Cloud computing is based on service models. These models can be offered in public, private, or hybrid manner: (1) software as a service (SaaS) which provides applications and make them available to customers over the Internet, (2) platform as a service (PaaS) delivers hardware and software tools and gives customers the ability to create their own applications, (3) infrastructure as a service (IaaS) offers hardware, software, servers, and other IT infrastructure components over the Internet, (4) data as a service (DaaS) allows customers in addition to run applications to store data on-line, (5) communication-as-a-service (CaaS) is useful for messaging tools including voice over IP (VoIP), instant messaging (IM), and video conferencing, and (6) monitoring as a service (MaaS) is used for security services to ensure a third party security .
Cloud computing frameworks satisfy challenges of using Big Data technologies, so there is a great number of cloud solutions that can handle Big Data such as Amazon Elastic Compute Cloud (Amazon EC2), Google Compute engine, Microsoft Azure Cloud, IBM Docker Cloud, etc.
Big Data implementation in smart grid: the case of customer data analytics
In this section, the focus will be on customers data analytics, because it involves the smart consumers concept, which makes consumers as potential producers of clean energy, players in their consumption and also main actors in production and consumption balancing. Customer data analytics is a great opportunity for utilities to understand customer behaviour better, and be able to make strategic decisions.
Added value of customer data analytics
Big Data analytics of customers data become a necessity and not a choice for electrical companies. Consumers are participating in smart grids as end customers through smart meters that offer them better control of their own consumption. Demand Response (DR) programs are used by utilities to obtain real-time information of the demand curves in the various points of consumption in order to calibrate and prognosticate more precisely. Thus, the production curve can be regulated according to demand more efficiently and reduce the losses of “overproduction”. This will also make it possible to make a real-time diagnosis of meters and equipment close to the consumer, sending alarms, executing “self-healing” systems, etc.. Improving customer engagement is among the motivations of DR, because it helps utilities interact with the customers energy needs even during power outage. Dynamic pricing is also involved by DR; consumption monitoring avoid usage in peak time, so customers can check prices in real time and adapt their usage according to the electrical bills . All of which is only possible using customer data analytics techniques as shown in Fig. 8.

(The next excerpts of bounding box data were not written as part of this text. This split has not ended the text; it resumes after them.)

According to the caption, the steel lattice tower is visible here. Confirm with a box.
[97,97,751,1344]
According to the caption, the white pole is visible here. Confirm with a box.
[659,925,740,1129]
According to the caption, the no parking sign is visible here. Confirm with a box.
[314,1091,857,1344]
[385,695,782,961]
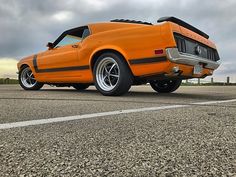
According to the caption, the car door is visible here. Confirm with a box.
[34,34,81,82]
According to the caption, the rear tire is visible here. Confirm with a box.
[150,79,182,93]
[93,52,133,96]
[72,84,89,90]
[18,66,43,90]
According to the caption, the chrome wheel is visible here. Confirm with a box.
[20,68,37,88]
[96,57,120,91]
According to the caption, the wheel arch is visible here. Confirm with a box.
[90,48,133,75]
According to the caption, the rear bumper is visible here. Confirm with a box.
[166,48,220,70]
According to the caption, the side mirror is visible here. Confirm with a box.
[47,42,54,50]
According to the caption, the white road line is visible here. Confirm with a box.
[0,99,236,130]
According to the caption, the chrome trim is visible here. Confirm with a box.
[166,48,220,69]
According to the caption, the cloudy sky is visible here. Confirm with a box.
[0,0,236,81]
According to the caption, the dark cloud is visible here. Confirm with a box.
[0,0,236,73]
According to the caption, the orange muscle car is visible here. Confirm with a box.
[17,17,220,95]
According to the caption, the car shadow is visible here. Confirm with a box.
[40,88,230,101]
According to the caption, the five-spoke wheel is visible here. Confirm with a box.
[93,53,133,95]
[19,67,43,90]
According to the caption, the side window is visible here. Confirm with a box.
[54,26,90,48]
[82,28,90,39]
[56,35,82,47]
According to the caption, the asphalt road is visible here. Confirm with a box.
[0,85,236,177]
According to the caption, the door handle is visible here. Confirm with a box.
[71,44,78,48]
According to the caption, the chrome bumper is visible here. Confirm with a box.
[166,48,220,69]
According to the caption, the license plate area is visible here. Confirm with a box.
[193,64,203,74]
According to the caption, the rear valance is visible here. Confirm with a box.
[157,17,209,39]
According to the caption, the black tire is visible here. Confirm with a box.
[150,79,182,93]
[72,84,89,90]
[18,66,44,90]
[93,52,133,96]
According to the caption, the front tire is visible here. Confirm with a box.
[150,79,182,93]
[93,52,133,96]
[18,66,43,90]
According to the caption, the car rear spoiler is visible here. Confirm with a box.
[157,17,209,39]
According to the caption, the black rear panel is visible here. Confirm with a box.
[174,33,220,61]
[157,17,209,39]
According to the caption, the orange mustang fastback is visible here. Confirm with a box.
[18,17,220,95]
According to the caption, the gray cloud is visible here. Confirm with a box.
[0,0,236,74]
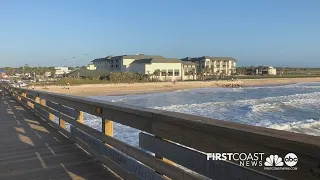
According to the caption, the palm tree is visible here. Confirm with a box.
[5,67,13,76]
[191,69,196,80]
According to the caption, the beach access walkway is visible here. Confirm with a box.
[0,96,119,180]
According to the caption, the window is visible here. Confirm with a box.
[161,69,167,76]
[174,69,180,76]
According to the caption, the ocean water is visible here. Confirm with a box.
[85,83,320,146]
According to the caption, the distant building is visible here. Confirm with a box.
[67,69,109,78]
[92,54,197,81]
[87,64,97,70]
[54,67,70,75]
[181,56,237,75]
[253,66,277,75]
[44,71,52,77]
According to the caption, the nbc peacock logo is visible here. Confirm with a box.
[264,155,283,167]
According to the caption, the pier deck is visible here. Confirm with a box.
[0,96,119,180]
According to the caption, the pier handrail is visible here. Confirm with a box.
[2,85,320,179]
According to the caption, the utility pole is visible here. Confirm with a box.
[84,53,88,66]
[72,57,76,67]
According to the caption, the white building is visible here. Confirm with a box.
[92,54,196,81]
[54,67,71,75]
[181,56,237,75]
[87,64,97,70]
[255,66,277,75]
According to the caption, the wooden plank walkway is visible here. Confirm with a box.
[0,96,119,180]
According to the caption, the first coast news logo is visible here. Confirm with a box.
[207,153,298,170]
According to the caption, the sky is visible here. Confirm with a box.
[0,0,320,67]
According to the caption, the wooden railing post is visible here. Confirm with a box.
[155,136,174,164]
[96,107,113,137]
[59,118,66,129]
[59,105,66,129]
[102,119,113,136]
[77,111,83,124]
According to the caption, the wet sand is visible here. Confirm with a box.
[29,77,320,96]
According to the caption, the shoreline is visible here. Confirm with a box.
[29,77,320,97]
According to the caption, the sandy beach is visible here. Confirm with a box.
[31,77,320,96]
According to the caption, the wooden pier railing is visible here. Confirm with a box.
[2,84,320,180]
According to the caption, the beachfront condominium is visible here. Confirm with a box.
[181,56,237,75]
[92,54,197,81]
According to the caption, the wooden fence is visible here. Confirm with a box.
[2,85,320,180]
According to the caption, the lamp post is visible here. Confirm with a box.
[72,56,76,67]
[83,53,88,66]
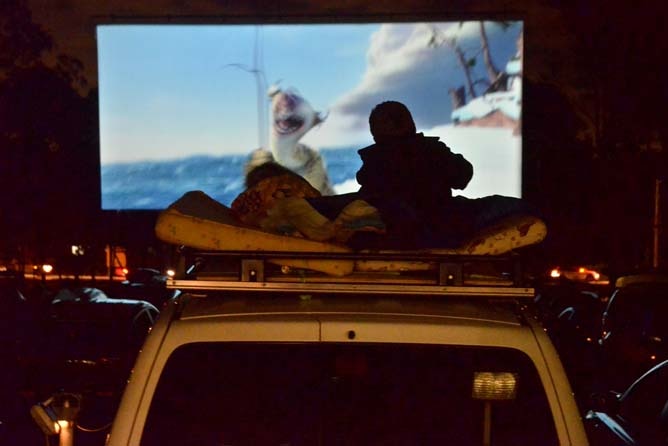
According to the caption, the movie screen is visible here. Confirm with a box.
[97,21,523,210]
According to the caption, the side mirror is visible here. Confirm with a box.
[587,390,622,414]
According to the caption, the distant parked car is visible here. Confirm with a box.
[599,273,668,383]
[585,361,668,446]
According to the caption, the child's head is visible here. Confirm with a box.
[369,101,415,142]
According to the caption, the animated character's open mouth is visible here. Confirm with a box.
[274,115,304,135]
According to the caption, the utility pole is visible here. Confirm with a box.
[652,178,663,270]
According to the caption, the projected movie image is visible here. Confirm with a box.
[97,21,523,210]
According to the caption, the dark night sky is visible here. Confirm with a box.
[3,0,668,274]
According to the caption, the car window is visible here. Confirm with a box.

Big Data tools for customer data analytics
Customers data is in the order of Terabytes and in a variety of formats. So, it requires high velocity, scalability and fault tolerance in data processing, storage and visualization. Big Data implementation can be done using several tools, but the analytics tools are the most critical in business choice. Figure 9 provides several Big Data technologies that can be used to manage smart grid data. The variety of customer data sources (smart meters, devices, historical data, etc.) requires the use of integration tools to make data uniform. Messaging tools are the most efficient for raw data integration and hence can be used for customer data integration.
Batch processing tools Big data analytics offers a great number of methods to process data starting from batch processing. Hadoop  is a suitable choice for batch analytics for smart grid. Since smart grid systems are distributed geographically, distributed file systems are very useful for it. Hadoop has Hbase as a database system, Hadoop Distributed File System (HDFS) as a storage system, and MapReduce as a processing engine. Although, Hadoop can’t handle modern Information Technology (IT) systems in data velocity, scalability and machine learning algorithms .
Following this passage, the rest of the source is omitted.